O Globo
Não há ainda mecanismos legais que garantam
o salário mínimo
Nesta semana foi lançada uma nova edição
do relatório Fairwork Brasil, que avalia a qualidade do trabalho
por plataformas, como Uber, iFood e
Parafuzo. Pouca coisa mudou desde a edição anterior, lançada em 2021, que
mostrava trabalhos mal pagos, sem equipamento de proteção, com contratos e
práticas gerenciais opacas e pouco respeito à liberdade de associação dos
trabalhadores.
Numa escala de zero a dez, a maior nota, do aplicativo AppJusto, foi de apenas três. iFood fez dois pontos. Parafuzo fez um. Americanas, 99, GetNinjas, Lalamove, Loggi, Rappi e Uber não pontuaram. A situação destoa de outros países da América Latina, como Colômbia ou Equador, que tiveram aplicativos, avaliados com os mesmos critérios, fazendo até oito pontos.
Quase 2% da força de trabalho no país (1,7 milhão
de pessoas) trabalha parcial ou exclusivamente por plataformas, segundo estimativa do Ipea, a partir de dados da Pnad Contínua. Embora
esse tipo de trabalho esteja coberto pelo sistema MEI (de microempreendores),
apenas 23,6% dos trabalhadores contribuem para o INSS.
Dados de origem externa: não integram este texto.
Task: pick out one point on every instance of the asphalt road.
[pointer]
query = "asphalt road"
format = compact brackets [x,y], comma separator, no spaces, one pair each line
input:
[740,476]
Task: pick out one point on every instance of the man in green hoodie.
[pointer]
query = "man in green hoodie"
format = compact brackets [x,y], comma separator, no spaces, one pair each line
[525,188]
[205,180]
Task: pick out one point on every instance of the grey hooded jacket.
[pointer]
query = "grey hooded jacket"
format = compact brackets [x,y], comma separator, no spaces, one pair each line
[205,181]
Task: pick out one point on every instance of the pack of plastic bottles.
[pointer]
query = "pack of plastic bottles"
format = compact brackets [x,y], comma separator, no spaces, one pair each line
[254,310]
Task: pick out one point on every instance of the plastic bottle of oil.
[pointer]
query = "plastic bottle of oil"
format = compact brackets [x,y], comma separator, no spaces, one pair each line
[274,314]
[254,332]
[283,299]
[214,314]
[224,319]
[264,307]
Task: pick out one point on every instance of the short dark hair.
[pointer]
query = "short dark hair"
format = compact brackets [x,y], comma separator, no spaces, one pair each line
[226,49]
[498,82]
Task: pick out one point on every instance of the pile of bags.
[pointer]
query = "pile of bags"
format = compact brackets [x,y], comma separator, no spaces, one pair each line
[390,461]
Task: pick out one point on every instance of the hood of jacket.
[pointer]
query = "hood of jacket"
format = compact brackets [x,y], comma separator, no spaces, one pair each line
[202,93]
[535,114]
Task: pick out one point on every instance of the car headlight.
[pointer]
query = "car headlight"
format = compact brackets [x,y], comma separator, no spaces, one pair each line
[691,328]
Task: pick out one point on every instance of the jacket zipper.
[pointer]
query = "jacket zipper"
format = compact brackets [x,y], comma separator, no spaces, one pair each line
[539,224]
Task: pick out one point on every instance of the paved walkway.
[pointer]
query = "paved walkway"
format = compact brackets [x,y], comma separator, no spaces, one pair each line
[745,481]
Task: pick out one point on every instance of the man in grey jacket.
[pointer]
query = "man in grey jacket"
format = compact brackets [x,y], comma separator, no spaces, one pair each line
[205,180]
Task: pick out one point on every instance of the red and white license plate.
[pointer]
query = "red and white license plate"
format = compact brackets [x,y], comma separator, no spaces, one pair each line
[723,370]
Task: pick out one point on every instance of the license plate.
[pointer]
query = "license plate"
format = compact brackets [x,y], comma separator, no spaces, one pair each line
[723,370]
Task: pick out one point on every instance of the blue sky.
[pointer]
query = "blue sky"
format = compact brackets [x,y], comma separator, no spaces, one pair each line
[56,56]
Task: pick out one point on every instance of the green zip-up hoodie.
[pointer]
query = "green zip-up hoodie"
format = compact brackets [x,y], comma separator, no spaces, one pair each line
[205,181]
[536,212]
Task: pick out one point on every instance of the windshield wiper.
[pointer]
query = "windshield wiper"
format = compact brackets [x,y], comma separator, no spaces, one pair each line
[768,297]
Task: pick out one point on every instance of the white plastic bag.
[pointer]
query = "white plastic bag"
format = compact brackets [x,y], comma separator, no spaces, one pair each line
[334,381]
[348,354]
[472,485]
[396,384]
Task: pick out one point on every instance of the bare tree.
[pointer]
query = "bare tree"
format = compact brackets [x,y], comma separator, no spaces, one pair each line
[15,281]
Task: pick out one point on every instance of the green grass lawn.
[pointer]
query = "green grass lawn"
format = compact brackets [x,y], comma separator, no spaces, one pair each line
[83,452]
Em 2021, a renda média (bruta) dos motoristas de aplicativo era de R$ 1.900, e
a dos entregadores de R$ 1.500. Pesquisa do Datafolha entrevistando motoristas do Uber e
entregadores do iFood, a pedido das empresas, mostrou que metade deles tem nos
aplicativos a única fonte de renda e outros 14% têm neles não a única fonte,
mas a principal.
A pesquisa Fairwork Brasil mostrou que a
remuneração, descontados os custos para o trabalho (por exemplo, no caso de
motoristas e entregadores, a manutenção dos veículos, combustível etc.), não
atinge o valor por hora do salário mínimo (R$ 6) em oito das dez plataformas
analisadas. As exceções são AppJusto e Parafuzo.
Nenhuma das empresas analisadas conseguiu
demonstrar que provê treinamento e equipamento adequados para garantir a saúde
e a segurança ocupacional dos trabalhadores. Essa dimensão da proteção do
trabalho é extremamente relevante. Segundo uma coordenadora técnica do Hospital
das Clínicas de São Paulo, em depoimento à CPI municipal dos aplicativos, entre
60% e 70% dos internados graves no Instituto de Ortopedia e Traumatologia do
hospital são vítimas de acidentes de moto. A informação é do site Intercept
Brasil.
Apenas duas plataformas, iFood e AppJusto,
conseguiram demonstrar que o contrato ou termos da plataforma são claros,
transparentes e acessíveis aos trabalhadores. Nenhuma plataforma conseguiu
demonstrar que não impõe cláusulas abusivas ou que oferece transparência para
os cálculos das tarifas dinâmicas.
No tocante às decisões que afetam os
trabalhadores, outra vez apenas iFood e AppJusto demonstraram oferecer canais
claros e de fácil acesso para eles recorrerem de notas baixas, não pagamentos,
desativações e outras medidas.
Nenhuma plataforma demonstrou respeitar a
liberdade de associação e de expressão dos trabalhadores. Nesse item, as
plataformas deveriam demonstrar que a associação não é inibida, e os trabalhadores
não são prejudicados por se organizarem. No ano passado, reportagem da Agência
Pública mostrou que o iFood atuou
agressivamente contra a organização dos seus entregadores,
chegando a contratar marqueteiros e atores para se infiltrar e sabotar um
movimento grevista.
Embora os trabalhadores por aplicativos
sejam uma das categorias mais numerosas do país, seu trabalho continua, em
ampla medida, desprotegido. Não há ainda mecanismos legais que garantam que
eles recebam o salário mínimo, descontados os custos para o trabalho. Não há
disposição para que as empresas custeiem seguros e equipamentos de proteção.
Não há regulação exigindo transparência dos algoritmos das plataformas. E não
há obrigatoriedade de contribuição para o INSS, o que garantiria aposentadoria,
auxílio-doença, auxílio-maternidade e pensão por morte.
O Ministério do Trabalho formou um grupo de
trabalho tripartite (empresas, trabalhadores e governo) para elaborar uma
proposta de regulação do trabalho por plataforma que deve ser apresentada ainda
no segundo semestre. Vamos torcer para que uma regulação bem feita surja desse
esforço conjunto e que o Congresso a aprove com presteza.